Retirement planning comes with a number of complex calculations and variables. Some are easier to quantify and explain than others.
Since retirement is often portrayed as this picture-perfect time of life where everything falls into place, it’s more important than ever for financial professionals to employ new ideas, methods and calculations to explain to clients how they will make the transition both financially and personally.
Here, I have adapted a popular brain teaser. This illustrates the ways advisors can use a simple picture to explain retirement planning and make it much more personal.
Can You Solve This Problem?
Take a moment to look closely at this picture and identify the total in the last column.
What Is Your Answer?
I have shared this picture with a variety of groups and on social media and am always amazed by the variety of answers.

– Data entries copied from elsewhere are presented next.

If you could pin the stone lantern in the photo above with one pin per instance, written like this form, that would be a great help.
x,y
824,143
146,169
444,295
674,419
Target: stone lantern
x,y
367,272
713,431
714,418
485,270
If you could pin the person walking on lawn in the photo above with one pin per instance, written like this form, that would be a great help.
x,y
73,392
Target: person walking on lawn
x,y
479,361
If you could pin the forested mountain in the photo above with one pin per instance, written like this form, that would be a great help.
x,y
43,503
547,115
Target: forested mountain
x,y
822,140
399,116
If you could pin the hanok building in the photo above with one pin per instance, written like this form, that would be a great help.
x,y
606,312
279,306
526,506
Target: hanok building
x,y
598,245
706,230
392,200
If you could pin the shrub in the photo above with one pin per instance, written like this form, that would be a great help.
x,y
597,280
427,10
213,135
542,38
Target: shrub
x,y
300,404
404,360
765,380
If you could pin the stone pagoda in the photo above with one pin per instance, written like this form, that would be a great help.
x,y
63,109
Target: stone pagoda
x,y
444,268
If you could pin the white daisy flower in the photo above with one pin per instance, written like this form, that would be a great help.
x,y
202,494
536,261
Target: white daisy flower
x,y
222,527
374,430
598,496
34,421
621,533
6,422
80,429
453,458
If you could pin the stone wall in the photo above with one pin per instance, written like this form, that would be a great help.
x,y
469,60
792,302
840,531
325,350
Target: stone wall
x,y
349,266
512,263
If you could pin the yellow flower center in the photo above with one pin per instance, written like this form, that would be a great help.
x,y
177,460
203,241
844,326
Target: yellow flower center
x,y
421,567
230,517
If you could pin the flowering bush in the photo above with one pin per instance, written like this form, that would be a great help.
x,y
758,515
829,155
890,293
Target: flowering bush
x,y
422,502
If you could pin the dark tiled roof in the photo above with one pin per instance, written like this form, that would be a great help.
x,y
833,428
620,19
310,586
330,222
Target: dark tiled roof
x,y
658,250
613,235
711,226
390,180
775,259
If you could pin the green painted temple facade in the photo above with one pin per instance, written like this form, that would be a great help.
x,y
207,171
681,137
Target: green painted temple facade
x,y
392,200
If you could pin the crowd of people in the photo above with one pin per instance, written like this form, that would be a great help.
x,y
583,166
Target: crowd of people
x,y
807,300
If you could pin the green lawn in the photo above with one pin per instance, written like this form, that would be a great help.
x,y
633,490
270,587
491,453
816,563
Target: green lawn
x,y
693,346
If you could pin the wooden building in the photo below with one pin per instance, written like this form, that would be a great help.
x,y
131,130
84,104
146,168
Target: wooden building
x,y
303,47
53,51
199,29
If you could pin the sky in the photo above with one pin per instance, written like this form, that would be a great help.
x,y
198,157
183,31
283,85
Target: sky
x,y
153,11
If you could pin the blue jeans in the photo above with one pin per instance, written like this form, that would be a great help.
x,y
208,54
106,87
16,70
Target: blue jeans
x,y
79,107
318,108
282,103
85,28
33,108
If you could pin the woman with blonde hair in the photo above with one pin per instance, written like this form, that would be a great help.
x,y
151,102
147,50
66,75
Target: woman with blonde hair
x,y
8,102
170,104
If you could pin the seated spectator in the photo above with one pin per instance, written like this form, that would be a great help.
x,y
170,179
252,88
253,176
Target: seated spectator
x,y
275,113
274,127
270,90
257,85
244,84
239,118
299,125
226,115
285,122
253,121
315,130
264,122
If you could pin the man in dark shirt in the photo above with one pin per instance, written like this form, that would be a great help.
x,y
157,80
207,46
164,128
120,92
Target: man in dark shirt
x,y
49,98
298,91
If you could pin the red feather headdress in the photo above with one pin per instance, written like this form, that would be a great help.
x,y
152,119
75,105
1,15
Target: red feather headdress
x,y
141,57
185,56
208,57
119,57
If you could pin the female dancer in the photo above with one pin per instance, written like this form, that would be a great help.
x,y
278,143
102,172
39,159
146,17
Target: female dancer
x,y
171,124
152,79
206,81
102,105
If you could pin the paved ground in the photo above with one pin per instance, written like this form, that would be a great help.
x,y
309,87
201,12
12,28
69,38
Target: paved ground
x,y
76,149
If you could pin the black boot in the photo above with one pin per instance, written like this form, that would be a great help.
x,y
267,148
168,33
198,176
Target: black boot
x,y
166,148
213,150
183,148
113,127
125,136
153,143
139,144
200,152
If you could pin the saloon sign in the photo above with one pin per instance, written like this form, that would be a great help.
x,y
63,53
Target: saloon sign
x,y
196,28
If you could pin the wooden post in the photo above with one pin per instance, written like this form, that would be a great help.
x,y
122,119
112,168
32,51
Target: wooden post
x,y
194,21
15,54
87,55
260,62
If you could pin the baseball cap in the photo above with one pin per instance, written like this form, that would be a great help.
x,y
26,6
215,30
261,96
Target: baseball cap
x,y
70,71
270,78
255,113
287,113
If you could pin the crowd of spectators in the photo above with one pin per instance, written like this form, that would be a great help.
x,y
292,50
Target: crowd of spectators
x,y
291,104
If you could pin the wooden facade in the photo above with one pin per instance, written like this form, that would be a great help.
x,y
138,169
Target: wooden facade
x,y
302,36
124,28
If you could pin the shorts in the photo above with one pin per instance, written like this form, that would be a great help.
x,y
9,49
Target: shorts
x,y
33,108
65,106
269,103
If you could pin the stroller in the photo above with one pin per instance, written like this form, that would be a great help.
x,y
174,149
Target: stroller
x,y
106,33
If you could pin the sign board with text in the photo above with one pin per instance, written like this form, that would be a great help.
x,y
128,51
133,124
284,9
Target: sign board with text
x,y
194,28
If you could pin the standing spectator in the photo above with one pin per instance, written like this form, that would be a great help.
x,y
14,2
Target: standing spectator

Let me go over some common answers and why this picture is so valuable to the future of retirement planning.
Some of the most common answers are 12, 19, 20, 30, 43, 46, 48, 60, 80 and 112, to name a few.
But they are all wrong and illustrate a major flaw in the way people approach some situations, including retirement. First and foremost, what most people miss is the fact that in row one there are a pair of shoes and in row three a pair of ribbons. When you get to the final row, there is only one shoe and one ribbon, which decreases the value of each.
Additionally, you may not have noticed that in the final row, the third step in the equation uses not addition but multiplication. It’s a subtle change but has a major impact on the answer you get.
Lastly, you may have missed that the person in the last row is different from those in the previous two rows. The figure is wearing a pair of shoes and holding two ribbons.
That miss is important because it replicates what can happen with traditional retirement planning. Many advisors don’t look closely at the person first, they just jump into the normal math and, as a result, they can set their clients up to fail in the ultimate test of life after work.
The harsh reality is, in order to get the right answer we can’t just do straight, left-to-right math because people, our clients, are the most important part of the equation. Thus, the financial services industry needs to shift its focus from a straightforward dollar-and-cents approach to one that takes a deeper dive into the individual, couples and families first.